S. Craig Zahler (Brawl In Cell Block 99, Bone Tomahawk) scores again with this brutal tale of two recently suspended cops (Mel Gibson, Vince Vaughn) who look for their lost wages in an unconventional way.
Between Brawl In Cell Block 99 and Bone Tomahawk, I thought writer/director S. Craig Zahler might have a miss with Dragged Across Concrete. Not because I don't think he's talented, moreso because he's already entered his career throwing haymakers (Tomahawk, 99) and this would be the one where he would get lazy. Not so. Not even in the slightest.
We meet Brett (Gibson) and Anthony (Vaughn) on the fire escape of an apartment building. Their interaction with each other is glib. They've been here before and have seen it all. They are about to arrest a suspect on narcotics charges. The suspect tries to escape through a window where Brett and Anthony have been the entire time, having said glib conversation. They quickly subdue the perp. Brett keeps his boot on the back of the suspect's neck. Applying pressure when needed if he feels his (Brett's) questions aren't being answered properly. Near perfect dialogue written here. We've been privy to this conversation in films prior but Zahler, Gibson, and Vaughn present it in a manner that feels fresh. Brett and Anthony execute the bust. It feels like a successful bust. However, shortly after the bust they receive a call from their Lieutenant telling them to get back to the precinct immediately. Lt. Calvert (Don Johnson) explains that there was a problem with their most recent arrest. A civilian using their phone filmed the exchange between Brett and the person suspected of narcotics distribution. Filming specifically the boot to the back of neck. While Lt. Calvert isn't particular bothered by the video, he has no choice but to suspend them. Excessive force by a police officer. 6 weeks, no pay. Brett and Anthony hand over their badges.
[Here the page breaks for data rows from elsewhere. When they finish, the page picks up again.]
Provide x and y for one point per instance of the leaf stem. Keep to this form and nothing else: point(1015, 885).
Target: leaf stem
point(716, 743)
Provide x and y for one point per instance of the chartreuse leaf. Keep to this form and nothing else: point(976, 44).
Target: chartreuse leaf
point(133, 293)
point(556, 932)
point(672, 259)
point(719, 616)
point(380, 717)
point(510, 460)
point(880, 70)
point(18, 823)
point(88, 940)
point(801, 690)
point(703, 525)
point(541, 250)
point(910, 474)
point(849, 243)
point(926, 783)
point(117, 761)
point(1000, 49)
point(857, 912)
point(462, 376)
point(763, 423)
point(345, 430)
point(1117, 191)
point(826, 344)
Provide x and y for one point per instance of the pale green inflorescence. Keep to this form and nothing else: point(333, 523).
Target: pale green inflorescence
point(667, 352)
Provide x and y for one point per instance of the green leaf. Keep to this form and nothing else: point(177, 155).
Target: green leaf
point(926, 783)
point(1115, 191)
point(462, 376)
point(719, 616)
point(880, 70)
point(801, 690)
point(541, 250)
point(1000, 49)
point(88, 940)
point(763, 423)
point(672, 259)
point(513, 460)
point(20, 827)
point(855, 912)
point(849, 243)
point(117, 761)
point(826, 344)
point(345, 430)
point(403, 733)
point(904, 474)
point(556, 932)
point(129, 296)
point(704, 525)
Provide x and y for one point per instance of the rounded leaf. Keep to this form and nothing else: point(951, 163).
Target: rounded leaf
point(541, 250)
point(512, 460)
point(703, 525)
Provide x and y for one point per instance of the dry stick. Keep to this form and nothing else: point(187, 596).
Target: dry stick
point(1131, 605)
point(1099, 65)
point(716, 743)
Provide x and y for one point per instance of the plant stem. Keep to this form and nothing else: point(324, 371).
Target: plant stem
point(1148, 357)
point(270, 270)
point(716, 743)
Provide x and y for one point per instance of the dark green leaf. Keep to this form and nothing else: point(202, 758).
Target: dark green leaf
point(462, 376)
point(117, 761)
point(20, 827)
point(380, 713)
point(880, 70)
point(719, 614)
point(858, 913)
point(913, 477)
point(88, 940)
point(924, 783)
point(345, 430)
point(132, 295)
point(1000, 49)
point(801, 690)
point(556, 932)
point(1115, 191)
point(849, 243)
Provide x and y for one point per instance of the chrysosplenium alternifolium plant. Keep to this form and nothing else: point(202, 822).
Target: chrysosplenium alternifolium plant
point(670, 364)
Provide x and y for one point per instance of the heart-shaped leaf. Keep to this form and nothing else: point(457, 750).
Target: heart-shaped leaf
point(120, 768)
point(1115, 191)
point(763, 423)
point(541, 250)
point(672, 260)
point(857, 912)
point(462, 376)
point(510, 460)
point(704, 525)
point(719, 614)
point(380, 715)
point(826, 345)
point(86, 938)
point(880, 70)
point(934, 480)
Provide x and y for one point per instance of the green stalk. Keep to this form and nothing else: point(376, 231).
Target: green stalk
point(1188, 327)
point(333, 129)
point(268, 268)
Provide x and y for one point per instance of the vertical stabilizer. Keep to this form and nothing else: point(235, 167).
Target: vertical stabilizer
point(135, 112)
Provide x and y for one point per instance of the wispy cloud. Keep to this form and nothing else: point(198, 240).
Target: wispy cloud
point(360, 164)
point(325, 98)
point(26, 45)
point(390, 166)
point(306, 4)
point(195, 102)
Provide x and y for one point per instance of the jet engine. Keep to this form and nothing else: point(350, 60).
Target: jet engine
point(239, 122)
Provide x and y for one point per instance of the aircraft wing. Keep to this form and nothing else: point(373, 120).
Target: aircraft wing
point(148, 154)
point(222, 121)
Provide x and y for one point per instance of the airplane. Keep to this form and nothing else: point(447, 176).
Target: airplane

Brett's home life isn't good by any stretch. His wife, Melanie (Laurie Holden-The Walking Dead) has multiple sclerosis, in constant need of medication struggles to keep it together. His daughter has been assaulted 5 times in the last two years at school which Brett attributes to living in a poor neighborhood with a poor school district. The recently shelved detective needs a change for his family and fast. Brett only knows one thing the past 27 years. You could say (in Liam Neeson's voice), "He has particular set of skills, skills he had acquired over a very long career..." I feel It should be noted here, Dragged Across Concrete is not in the same tone as Taken. Moving on. He calls his partner Anthony and asks him to pick him up. Brett asks him to drive to a specific location. In turns out he has information that the person's place the two are parked outside of is dabbles in heroin trafficking. Anthony thinks it's a bad idea. "Bad like lasagna in a can." The illegal stakeout continues carried by Gibson and Vaughn's acting. Seasoned veterans of their craft. Ultimately, Anthony says "he's in until he's not." They have the skills to acquire compensation and looks as if they may. What starts out as routine surveillance turns into a complex chase at something bigger than a heroin dealer.
The plot is slightly more complex than my garbage synopsis suggests. It's interesting enough to keep you invested and guessing. With a finale just as good as any. A testament to some top notch writing and direction by S. Craig Zahler. The performances by the cast are strong and true. Exemplary work by Mel Gibson, Vince Vaughn, Tory Kittles, Thomas Kretschman, Michael Jai White, Jennifer Carpenter, and Don Johnson. Excellent production design by Brian Davie. Solid work by the special and visual effects department. And bravo to often unsung heroes who did masterful work in this film, the sound department. From the mixers to the editors. All in all, Dragged Across Concrete contributes a smart and brutal thriller to the ever exhausted crime drama genre.
See this film because I told you to. Or see it because it has the realistic brutality (with practical effects, which make a film so much better) and moral darkness of Brawl In Cell Block 99 with the firepower of Michael Mann's Heat.